Ainsi, le parcours de l’exposition est construit de façon thématique en fonction des motifs prélevés par Brassaï, les visages, les affects exprimés, la revendication ou l’assimilation des dits motifs à l’art Primitif.

On perçoit d’emblée l’intérêt et les limites de cette lecture muséale et néanmoins fidèle à la vision du photographe. Prélevant ces fragments de mur et en les utilisant de manière à « les faire parler » hors-contexte.

Portée par l’idée de « dépaysement » chère aux Surréalistes, frapper l’imaginaire, tordre le réel en le fragmentant pour en faire surgir des sens enfouis. C’est cette idée qui préside à la lecture de cette série  » Graffiti ».

On admire la qualité des tirages de Brassaï tout en nuances nocturnes de gris. Mais il y flotte comme un sentiment de défaite de la photographie.

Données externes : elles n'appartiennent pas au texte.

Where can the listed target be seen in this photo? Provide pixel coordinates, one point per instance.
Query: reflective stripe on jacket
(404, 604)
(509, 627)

Elle y fait ici office d’outil d’enregistrement.  Brassaï s’intéresse de près et cadre serré ces motifs tel un employé du Louvre le ferait à titre informatif des œuvres d’art qui y sont exposées.

Le glissement qui s’opère ici par la lecture inclusive de cette série de graffiti en forme d’art populaire est intéressant mais se fait au-delà de toute lecture stricto sensu de ces images. Hormis prélever un fragment de « réel », le langage photographique reste confiné à une forme d’écriture basse c’est à dire de simple enregistrement.

Ce n’est pas par hasard si ces images ont été célébrées par les Surréalistes, ce travail est conforme à leur vision projective de l’image. Plus l’image est simple plus elle peut faire facilement l’objet de support à projection.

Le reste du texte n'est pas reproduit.